Index Terms: Voice Activity Detection, Adaptive Mutiple Receptive-field Attention

1 Introduction

Voice Activity Detection (VAD), which aims at removing noise or silence from the original speech signal and obtaining valid speech signal, is an essential part of speech recognition or other speech-based applications [1, 2, 3]. Unfortunately, in the real environment, the speech signals may contain numerous background noises and have a low signal-to-noise ratio (SNR), which brings great challenges to an accurate VAD system.

With the continuous development of speech technologies, the research on VAD has become a continuing hot spot [4, 5, 6]. Early research focused on parametric methods: energy function, zero-crossing rate, statistical signal analysis or other acoustic features [7, 8, 9, 10]. Later, various machine learning based methods were established to VAD systems: Gaussian Mixture Models (GMM) [11], Hidden Markov Model(HMM) [12] or Support Vector Machines(SVM) [13]. More specifically, deep learning models were also established: deep neural network(DNN)[14, 15, 16, 17, 18], deep belief network(DBN) [19], convolutional neural network (CNN) [20, 21], recurrent neural network (RNN) [22, 23]. Moreover, speech enhancement (SE) based methods were also introduced to reply the low SNR noisy environments [24, 25].

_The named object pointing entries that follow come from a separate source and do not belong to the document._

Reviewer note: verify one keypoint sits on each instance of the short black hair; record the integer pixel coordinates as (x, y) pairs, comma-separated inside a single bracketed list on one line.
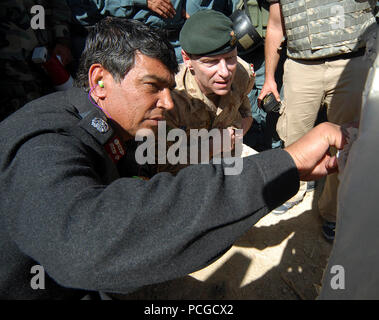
[(113, 43)]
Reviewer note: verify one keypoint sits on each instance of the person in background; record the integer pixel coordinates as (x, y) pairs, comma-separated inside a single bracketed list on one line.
[(68, 208), (24, 26), (326, 68)]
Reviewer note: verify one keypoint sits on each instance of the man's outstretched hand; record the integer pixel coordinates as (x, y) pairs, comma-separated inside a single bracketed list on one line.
[(311, 152)]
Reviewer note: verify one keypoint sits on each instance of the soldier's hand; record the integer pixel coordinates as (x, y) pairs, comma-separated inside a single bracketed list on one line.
[(311, 152), (268, 86), (64, 52), (163, 7)]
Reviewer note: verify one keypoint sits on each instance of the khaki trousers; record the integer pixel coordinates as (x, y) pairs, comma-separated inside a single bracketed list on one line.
[(310, 85)]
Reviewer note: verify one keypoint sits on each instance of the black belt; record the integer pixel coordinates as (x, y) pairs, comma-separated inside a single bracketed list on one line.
[(360, 52)]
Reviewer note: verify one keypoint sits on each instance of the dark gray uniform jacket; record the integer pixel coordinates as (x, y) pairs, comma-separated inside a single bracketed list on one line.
[(65, 206)]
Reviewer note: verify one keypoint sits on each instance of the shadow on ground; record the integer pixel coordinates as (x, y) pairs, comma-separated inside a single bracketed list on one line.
[(298, 274)]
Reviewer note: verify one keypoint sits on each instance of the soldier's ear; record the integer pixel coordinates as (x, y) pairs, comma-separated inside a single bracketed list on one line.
[(187, 60), (96, 81)]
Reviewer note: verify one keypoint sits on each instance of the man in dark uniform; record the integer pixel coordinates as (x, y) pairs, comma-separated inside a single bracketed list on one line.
[(69, 207)]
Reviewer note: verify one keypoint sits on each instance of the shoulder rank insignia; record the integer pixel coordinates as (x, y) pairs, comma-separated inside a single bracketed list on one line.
[(100, 125)]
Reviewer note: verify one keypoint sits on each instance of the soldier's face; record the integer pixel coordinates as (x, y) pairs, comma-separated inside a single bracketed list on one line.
[(214, 74), (142, 97)]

The above machine learning based models have achieved great progress in VAD task. These models had a common characteristics: in order to get a robust VAD system, speech including contextual information, just as other speech-based systems, would be forwarded into a neural network. However, when training or testing, it was hard to select the optimal hyper-parameter to determine the amount of contextual information. Specially, when selecting more information, much noisy information may be included in short speech segments and cause false positive detections. When less contextual information was selected, the VAD system may not make use of effective information to make the right classification. Based on the above analysis, when performing VAD tasks, the VAD systems should be capable of selecting the most appropriate contextual information according to the characteristics of current speech and focusing on the most important speech segments to obtain the optimal detection results. Motivated by the successful application of attention mechanism in image and natural language understanding tasks, this paper proposed an attention-based model of MLNET to choose the appropriate speech segment for the classifier. The MLNET took advantage of different gated units to extract different contextual speech information and leveraged attention mechanism of channel selection to choose the most appropriate contextual information to adapt different noisy environments. In particular, the first attention model for VAD task was the ACAM model and it focused on the effect of a certain frame in a fixed window, which is different from our window size attention [23]. From our point of view, the most important frame for the detection result is the current frame and the surrounding frames are also important for final result but they are the auxiliary information.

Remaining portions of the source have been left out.